Similarly, adenine may be converted by nitric acid (HNO.sub.3) to
hypoxanthine to give rise to a nucleotide pairing with cytosine,
whereas guanine can be treated with ethylmethanesulfonate to give
rise to a nucleotide pairing with thymine. Insofar, the normal
Watson-Crick pairing in this predefined position is maintained
(adenine:thymidine/uracil and cytosine:guanine) upon subsequent
amplification of the strands but a different nucleotide pair may be
present, depending upon the methylation status of the nucleotide
originally present in this position. It is to be understood that
the aforementioned agents are not intended to limit the invention
but are preferred examples of possible agents. Included within the
scope of the invention are agents that convert the non-methylated
or the methylated nucleotide as mentioned hereinabove. Preferred
are agents that convert nucleotides in the non-methylated
state.
[0018] The term "amplifying" refers to any method that allows the
generation of a multitude of identical or essentially identical
(i.e. at least 95% more preferred at least 98%, even more preferred
at least 99% and most preferred at least 99.5% such as 99.9%
identical) nucleic acid molecules or parts thereof. Such methods
are well established in the art; see Sambrook et al. "Molecular
Cloning, A Laboratory Manual", 2.sup.nd edition 1989, CSH Press,
Cold Spring Harbor. They include polymerase chain reaction (PCR)
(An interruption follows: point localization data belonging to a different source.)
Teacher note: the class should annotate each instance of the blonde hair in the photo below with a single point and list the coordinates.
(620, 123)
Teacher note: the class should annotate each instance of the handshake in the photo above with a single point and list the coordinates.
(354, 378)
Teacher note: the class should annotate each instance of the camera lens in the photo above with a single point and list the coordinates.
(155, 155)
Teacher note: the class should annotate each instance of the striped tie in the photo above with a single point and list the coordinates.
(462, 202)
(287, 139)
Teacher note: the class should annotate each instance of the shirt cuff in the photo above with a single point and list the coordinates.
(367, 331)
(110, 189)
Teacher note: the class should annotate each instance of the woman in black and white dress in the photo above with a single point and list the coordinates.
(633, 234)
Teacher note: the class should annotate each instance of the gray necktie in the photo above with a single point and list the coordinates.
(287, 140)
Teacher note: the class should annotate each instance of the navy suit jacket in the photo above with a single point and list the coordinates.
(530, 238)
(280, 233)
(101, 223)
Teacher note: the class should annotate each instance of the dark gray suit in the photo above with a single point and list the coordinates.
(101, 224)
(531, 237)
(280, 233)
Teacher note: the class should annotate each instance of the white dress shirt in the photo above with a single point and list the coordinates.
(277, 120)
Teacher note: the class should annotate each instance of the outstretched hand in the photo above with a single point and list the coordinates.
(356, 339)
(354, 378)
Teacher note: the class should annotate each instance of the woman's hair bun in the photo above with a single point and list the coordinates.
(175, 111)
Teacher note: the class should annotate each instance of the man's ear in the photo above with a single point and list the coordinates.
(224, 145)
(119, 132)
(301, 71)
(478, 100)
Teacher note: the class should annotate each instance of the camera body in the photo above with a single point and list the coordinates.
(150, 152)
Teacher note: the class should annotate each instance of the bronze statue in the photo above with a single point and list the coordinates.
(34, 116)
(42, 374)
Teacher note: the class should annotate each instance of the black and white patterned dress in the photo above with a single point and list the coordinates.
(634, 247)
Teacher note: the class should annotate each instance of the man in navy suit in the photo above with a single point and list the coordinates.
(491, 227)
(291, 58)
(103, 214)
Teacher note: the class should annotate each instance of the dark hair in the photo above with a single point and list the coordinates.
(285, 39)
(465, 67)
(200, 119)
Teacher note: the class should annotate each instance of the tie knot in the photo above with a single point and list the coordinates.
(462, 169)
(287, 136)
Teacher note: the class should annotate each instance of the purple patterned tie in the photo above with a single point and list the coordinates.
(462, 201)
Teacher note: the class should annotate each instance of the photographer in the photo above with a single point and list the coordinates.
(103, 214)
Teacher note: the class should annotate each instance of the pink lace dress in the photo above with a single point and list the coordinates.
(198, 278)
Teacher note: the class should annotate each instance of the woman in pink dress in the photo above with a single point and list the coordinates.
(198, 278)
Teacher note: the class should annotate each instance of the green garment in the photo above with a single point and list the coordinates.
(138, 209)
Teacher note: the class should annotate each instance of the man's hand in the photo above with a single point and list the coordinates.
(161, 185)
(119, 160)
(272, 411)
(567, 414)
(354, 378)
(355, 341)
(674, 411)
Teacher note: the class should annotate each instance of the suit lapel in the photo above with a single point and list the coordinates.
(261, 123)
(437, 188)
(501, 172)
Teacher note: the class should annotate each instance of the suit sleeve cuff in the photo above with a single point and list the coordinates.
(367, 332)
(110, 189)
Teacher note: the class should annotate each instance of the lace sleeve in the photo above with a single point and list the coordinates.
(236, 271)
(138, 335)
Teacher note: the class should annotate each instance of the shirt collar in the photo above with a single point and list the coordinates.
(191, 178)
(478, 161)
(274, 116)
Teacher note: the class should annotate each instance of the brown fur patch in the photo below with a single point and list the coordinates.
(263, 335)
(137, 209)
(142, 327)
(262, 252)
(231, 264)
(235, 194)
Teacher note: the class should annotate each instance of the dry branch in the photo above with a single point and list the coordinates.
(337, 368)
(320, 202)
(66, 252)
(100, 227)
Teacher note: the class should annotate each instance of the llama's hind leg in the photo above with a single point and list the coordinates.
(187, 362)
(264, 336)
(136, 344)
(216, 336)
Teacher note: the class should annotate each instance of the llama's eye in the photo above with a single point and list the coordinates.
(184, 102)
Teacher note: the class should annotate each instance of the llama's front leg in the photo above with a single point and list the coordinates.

and modifications thereof, ligase chain reaction (LCR) to name some
preferred amplification methods.
[0019] The term "real-time sequencing" denotes, in accordance with
the present invention sequence analyses which allow specific
sequencing, i.e. determination of the sequence of a nucleic acid
molecule in real-time. Real-time sequencing allows to immediately
monitor the incorporation of nucleotides by polymerases such as,
for example, DNA or RNA polymerases by either fluorescence or
luminescence signals which are subsequently emitted. Real-time
sequencing techniques include but are not limited to Pyrosequencing
or fluorescence didesoxy nucleotide sequencing.
[0020] The detection step may be any suitable detection step that
can differentiate between a methylated and a corresponding
non-methylated nucleotide. A preferred detection method is
described herein below. The detection step of the luminescence or
fluorescence signal may be any suitable detection step that can
differentiate between a formerly methylated (e.g. after conversion
C) and a corresponding formerly non-methylated nucleotide (e.g.
after convertion T). The preferred detection method is
Pyrosequencing. This method is based on the release of inorganic
pyrophosphate (PPi) when a nucleotide has been incorporated in a
growing nucleic acid strand during a polymerase reaction. The
released pyrophosphat can be detected after a enzymatically driven
reaction which subsequently generate light. The amount of the
generated light is proportional of the amount of nucleotides
incorporated as for each incorporated nucleotide PPi is released
and can initiate the above described reaction cascade. Formerly
methylated and formerly non-methylated nucleotides can be
dicriminated and their repective amount can be quantitated through
the distinct amounts of generated light when distinct nucleotides
were incorporated.
[0021] The method of the invention overcomes the above mentioned
deficiencies of the prior art methods. In its simples aspect, the
method of the invention combines treatment of nucleic acids with
the aforementioned agent so to generate new pairing partners upon
subsequent amplification, amplification and real-time sequencing to
a novel combination of steps neither envisages nor suggested by the
prior art. Importantly, the method of the invention is amenable to
high throughput (HTS) analysis. For example said treatment of the
nucleic acid with the aforementioned agent for converting said
nucleotides can be carried out automatically by robots, with e.g.
capillary devices and in parallel, e.g. in microtiter plates, to
treat a great number of samples in parallel. All steps of the
amplification reaction and detection of the formerly methylated or
non-methylated nucleotide in said samples are carried out in
microtiterplates by robots in the high throughput format.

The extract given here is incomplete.